Australian beef exports to Russia were “sluggish” last year as a result of competition from South America and increased demand for Australian manufacturing beef in the US, according to the latest data from Meat and Livestock Australia (MLA).
Exports of Australian beef to Russia totalled 32,162 tonnes swt in 2012, down 41% on 2011 figures. Analysts said that “a significant depreciation in the Brazilian exchange rate, cheap product coming out of Paraguay, and resurgence in Australian manufacturing beef exports to the US” were to blame for the slowdown, which comes after two strong years of beef exports to Russia.

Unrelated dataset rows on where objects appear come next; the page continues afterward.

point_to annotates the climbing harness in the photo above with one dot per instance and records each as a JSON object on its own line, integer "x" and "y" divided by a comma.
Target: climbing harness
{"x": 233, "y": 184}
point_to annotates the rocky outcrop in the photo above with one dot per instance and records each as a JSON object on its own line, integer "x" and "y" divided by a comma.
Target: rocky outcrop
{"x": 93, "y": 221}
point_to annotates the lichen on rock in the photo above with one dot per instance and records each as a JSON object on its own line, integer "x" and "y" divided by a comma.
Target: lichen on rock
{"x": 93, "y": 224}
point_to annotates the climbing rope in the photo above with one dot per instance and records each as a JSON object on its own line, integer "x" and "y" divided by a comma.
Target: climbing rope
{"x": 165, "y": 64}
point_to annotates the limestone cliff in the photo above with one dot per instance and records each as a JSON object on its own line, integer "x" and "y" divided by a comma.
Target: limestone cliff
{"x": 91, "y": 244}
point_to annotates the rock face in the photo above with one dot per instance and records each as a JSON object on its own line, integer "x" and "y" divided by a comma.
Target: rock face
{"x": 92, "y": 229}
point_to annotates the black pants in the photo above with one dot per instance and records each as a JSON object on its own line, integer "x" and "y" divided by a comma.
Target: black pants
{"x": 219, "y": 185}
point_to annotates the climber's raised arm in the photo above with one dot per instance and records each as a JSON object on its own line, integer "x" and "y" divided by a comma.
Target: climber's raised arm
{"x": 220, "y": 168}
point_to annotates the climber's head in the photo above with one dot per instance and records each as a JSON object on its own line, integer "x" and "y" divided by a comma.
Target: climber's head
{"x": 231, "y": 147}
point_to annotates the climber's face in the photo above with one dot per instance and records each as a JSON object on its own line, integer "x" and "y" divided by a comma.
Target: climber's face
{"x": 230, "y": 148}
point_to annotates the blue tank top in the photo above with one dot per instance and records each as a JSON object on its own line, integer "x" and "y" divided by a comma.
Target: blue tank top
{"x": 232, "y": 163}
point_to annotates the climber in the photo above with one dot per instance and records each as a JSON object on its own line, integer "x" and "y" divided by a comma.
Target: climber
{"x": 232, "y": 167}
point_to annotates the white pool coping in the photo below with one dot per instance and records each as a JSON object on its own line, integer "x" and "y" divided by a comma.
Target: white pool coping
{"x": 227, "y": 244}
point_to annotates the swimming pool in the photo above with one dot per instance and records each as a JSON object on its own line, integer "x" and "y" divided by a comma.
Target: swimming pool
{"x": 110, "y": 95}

The volume losses were driven by frozen beef, which accounted for 91% of Australian beef shipments to Russia last year. “The vast majority of beef shipments to Russia are frozen (97% in 2012); with Australian beef largely used for further processing. This beef competes with South American product directly, with importers very price-sensitive, leaving Australian product exposed to any price decreases from South American suppliers,” said the MLA.
In contrast, exports of chilled beef actually increased 9% year-on-year. “High-quality chilled beef, mostly going into high-end steakhouses, has largely avoided the competitiveness issues associated with frozen beef,” said the MLA, pointing out that Australia’s biggest competitor on chilled beef in the Russian market was the US.
Looking forward, analysts said that Russia’s recent succession to the World Trade Organization should improve market access for Australian beef. Additionally, Australia’s quota for chilled beef exports to Russia is set to increase from 30,000 tonnes to 40,000 tonnes this year, reducing tariffs for exporters.
EU grain-fed growth
While Australian beef exports to Russia slowed down last year, there was significant growth in exports to the EU. Australia exported a total of 14,949 tonnes swt of beef to the EU in 2012, up 16% on 2011 and the highest level since 1998.
The MLA said this growth was “largely a result of increased usage of the recently expanded EU grain-fed beef quota”. The quota was expanded from 20,000 tonnes to 48,200 tonnes in mid-2012, driving a 48% year-on-year increase in Australian grain-fed beef shipments to the EU. Grass-fed beef also increased slightly, with exports up 1% to 8,686 tonnes swt.